(Laura’s note: This post originally ran at Vanderhacks, my Substack newsletter. To subscribe, please go here.)
Humans have a natural sense of fairness. We expect relationships to be reciprocal. And often they are!
But it’s important to recognized that different people bring different things to a relationship. Some people are good at planning and organizing. Some people are not. If you do have skills in the planning and organizing areas (and if you are reading a productivity blog, I am guessing you do) then most likely you will need to take the lead on planning most get-togethers with family and friends. Stop worrying about whether you’ve planned the last get-together or even the last several. Making your peace with this idea that if you plan it, they will come, vastly increases the chances that all of you enjoy yourselves more.
It’s OK to be the planner
As people think about what they’d like to spend more time doing, many mention wanting to see family and friends more often. For good reason — time spent with loved ones is about the most pleasant time there is! But the question is how to make this happen. I heard from a reader recently who had a realization that while she truly did believe her extended family wanted to see her, they were not going to reliably be able to execute on a plan to make this happen. She, on the other hand, was a great planner. So she decided the dynamic could simply be that she would issue invitations. Every time she issued invitations, her family happily accepted. Thus they spent time together. If she hadn’t issued the invitations, they wouldn’t. Seeing each other was the better outcome.

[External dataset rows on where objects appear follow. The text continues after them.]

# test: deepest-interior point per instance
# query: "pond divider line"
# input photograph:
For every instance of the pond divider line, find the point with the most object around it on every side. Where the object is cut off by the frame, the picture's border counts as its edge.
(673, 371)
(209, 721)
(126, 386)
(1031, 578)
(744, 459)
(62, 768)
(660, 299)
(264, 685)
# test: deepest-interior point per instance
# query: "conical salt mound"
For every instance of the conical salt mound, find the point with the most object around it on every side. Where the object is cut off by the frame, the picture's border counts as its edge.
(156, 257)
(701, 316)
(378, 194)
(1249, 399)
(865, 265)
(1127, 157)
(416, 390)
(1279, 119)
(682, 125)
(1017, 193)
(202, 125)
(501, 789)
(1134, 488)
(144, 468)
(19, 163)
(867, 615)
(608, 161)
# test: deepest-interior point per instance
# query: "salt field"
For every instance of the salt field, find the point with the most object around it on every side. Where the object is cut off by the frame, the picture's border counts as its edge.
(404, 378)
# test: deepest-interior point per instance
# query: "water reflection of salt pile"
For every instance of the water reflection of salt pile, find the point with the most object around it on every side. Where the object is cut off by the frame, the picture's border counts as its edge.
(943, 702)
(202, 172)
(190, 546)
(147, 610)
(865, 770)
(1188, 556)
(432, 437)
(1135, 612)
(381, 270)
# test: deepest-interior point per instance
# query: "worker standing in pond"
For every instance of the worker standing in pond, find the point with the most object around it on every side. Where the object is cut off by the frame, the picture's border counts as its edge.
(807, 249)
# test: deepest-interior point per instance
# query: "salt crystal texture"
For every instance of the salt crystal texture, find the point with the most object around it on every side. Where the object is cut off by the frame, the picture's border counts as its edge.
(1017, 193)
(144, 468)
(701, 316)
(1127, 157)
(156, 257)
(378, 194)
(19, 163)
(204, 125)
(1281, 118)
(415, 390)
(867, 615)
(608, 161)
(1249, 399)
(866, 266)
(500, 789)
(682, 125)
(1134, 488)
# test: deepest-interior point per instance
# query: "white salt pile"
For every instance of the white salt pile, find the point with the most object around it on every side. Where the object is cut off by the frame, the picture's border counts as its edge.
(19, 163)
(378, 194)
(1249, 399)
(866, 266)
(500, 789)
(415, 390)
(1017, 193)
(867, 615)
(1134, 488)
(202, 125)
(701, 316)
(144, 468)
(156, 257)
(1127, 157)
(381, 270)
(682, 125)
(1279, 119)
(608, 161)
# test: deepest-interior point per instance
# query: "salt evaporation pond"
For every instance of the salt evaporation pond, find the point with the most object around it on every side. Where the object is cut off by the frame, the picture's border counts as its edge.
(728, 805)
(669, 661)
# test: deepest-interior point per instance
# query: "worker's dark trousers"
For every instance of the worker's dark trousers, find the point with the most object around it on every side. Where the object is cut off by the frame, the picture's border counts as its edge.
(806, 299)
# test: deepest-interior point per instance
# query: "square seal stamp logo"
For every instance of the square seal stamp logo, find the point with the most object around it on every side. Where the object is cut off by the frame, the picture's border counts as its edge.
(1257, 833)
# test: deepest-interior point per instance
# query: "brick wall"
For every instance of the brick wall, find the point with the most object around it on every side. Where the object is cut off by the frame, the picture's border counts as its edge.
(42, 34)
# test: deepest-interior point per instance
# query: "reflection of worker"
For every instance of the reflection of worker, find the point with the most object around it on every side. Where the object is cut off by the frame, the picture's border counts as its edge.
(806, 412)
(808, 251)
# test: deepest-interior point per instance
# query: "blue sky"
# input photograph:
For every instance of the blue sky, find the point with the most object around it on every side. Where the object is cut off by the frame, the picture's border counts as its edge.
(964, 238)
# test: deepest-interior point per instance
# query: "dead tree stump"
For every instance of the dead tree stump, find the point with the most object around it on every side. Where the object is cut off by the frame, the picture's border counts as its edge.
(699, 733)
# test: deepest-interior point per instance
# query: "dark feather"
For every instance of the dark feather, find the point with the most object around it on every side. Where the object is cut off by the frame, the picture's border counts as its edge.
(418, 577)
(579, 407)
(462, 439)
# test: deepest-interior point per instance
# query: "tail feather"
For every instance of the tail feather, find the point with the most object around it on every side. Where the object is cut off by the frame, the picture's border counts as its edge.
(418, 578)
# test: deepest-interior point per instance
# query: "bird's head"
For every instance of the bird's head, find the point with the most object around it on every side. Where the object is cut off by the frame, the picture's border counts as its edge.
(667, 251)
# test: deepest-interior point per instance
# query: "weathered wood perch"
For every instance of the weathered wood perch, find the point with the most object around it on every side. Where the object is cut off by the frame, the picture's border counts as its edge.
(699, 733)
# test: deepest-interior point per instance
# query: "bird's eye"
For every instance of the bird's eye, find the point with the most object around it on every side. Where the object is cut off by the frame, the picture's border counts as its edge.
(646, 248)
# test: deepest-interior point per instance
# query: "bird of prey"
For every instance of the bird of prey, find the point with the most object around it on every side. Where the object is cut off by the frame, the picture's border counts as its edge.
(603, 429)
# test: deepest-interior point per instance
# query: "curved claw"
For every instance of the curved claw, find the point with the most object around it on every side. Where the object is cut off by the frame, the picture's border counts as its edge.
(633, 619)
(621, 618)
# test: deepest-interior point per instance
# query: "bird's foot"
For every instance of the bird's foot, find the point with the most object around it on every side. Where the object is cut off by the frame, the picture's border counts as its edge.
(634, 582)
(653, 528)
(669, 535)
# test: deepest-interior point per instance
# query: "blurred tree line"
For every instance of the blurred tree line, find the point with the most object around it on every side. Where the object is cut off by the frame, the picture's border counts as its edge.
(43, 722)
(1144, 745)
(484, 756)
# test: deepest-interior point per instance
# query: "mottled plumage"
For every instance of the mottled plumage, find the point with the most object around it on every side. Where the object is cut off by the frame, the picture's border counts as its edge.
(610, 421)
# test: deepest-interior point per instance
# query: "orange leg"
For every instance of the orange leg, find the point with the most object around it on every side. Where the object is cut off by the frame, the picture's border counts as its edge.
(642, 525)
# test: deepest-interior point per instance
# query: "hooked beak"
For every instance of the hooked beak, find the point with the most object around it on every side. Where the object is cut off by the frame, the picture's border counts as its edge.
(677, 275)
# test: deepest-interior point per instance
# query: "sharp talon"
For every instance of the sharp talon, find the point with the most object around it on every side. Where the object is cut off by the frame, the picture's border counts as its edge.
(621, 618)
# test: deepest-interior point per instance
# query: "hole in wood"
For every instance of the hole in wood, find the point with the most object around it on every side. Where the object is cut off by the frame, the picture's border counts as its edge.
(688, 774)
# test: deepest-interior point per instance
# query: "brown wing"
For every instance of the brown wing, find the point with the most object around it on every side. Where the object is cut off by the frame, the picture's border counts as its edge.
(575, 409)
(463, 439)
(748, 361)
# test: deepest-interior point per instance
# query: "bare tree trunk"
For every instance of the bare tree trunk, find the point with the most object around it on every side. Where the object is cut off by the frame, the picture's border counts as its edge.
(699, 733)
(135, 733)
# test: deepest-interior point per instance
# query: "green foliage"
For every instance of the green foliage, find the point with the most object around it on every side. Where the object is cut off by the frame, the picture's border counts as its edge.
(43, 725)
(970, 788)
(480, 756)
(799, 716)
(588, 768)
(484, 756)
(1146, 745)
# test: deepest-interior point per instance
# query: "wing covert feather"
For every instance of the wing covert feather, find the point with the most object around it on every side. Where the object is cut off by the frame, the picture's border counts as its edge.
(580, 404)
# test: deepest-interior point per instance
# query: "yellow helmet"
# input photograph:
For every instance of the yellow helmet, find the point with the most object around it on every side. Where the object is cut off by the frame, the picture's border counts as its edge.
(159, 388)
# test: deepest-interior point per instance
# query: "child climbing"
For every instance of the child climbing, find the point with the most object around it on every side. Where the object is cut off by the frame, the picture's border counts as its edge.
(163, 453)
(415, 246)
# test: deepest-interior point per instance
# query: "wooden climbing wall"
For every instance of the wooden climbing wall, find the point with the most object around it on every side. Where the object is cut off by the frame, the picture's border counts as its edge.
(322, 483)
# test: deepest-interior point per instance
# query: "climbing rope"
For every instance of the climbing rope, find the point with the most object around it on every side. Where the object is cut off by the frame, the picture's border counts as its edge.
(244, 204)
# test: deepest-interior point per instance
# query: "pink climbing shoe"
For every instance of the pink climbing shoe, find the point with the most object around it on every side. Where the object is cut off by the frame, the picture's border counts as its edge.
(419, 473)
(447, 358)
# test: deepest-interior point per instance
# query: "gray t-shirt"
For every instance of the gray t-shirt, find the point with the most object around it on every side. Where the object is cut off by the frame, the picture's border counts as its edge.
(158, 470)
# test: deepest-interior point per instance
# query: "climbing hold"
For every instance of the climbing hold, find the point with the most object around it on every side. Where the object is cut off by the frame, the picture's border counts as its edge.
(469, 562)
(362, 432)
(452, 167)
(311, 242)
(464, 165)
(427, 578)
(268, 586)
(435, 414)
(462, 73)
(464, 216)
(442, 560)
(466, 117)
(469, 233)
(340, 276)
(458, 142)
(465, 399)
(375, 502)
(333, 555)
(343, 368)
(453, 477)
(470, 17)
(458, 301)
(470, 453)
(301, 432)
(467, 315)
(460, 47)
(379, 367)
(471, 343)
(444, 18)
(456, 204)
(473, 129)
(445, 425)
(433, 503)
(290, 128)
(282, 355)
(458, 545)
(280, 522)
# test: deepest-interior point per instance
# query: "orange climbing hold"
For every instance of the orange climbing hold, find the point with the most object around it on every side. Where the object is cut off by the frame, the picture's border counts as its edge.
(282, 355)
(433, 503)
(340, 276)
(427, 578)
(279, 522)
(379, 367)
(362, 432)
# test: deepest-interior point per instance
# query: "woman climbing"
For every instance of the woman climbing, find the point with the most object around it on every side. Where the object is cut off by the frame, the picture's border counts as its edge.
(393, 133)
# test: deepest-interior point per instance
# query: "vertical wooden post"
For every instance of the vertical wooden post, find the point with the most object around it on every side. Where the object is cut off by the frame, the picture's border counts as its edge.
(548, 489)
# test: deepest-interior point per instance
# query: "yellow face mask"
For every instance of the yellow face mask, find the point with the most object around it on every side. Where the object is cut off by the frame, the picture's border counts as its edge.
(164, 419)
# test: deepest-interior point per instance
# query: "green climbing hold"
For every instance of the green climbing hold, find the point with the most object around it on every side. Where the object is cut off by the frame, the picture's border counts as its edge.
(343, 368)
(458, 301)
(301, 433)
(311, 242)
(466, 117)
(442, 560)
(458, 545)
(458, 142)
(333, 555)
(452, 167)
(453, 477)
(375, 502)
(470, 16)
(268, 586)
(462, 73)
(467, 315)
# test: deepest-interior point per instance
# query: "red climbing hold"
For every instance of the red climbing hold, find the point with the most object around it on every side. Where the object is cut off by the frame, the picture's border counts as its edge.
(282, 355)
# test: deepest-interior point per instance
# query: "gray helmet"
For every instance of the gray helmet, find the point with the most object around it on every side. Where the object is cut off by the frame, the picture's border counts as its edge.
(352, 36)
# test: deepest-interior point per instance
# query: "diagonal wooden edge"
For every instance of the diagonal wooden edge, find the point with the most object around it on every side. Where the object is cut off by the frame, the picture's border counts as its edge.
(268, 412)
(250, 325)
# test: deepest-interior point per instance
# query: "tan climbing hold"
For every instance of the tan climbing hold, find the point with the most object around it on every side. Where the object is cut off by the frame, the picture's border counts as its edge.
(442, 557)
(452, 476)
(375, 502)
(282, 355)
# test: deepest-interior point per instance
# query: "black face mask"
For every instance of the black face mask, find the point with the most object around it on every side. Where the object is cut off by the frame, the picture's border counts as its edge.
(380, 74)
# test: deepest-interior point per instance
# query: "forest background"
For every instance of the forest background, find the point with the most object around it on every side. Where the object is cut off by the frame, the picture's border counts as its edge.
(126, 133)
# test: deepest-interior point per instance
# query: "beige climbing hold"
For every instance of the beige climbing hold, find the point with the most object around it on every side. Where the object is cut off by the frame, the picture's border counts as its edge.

Now on some level, this isn’t fair. But I think it’s important to recognize that planning get-togethers and activities is a skill. Most likely (since you are reading this), you are much better at this than other people. That has nothing to do with whether other people love you or want to spend time with you. Lots of people love social time but just aren’t good at executing on this desire. Or maybe people have constraints in their homes or budgets that make it difficult for them to reciprocate hospitality. Maybe they don’t feel comfortable in the role of host. And some people just don’t think about it. Their gifts lie in other domains.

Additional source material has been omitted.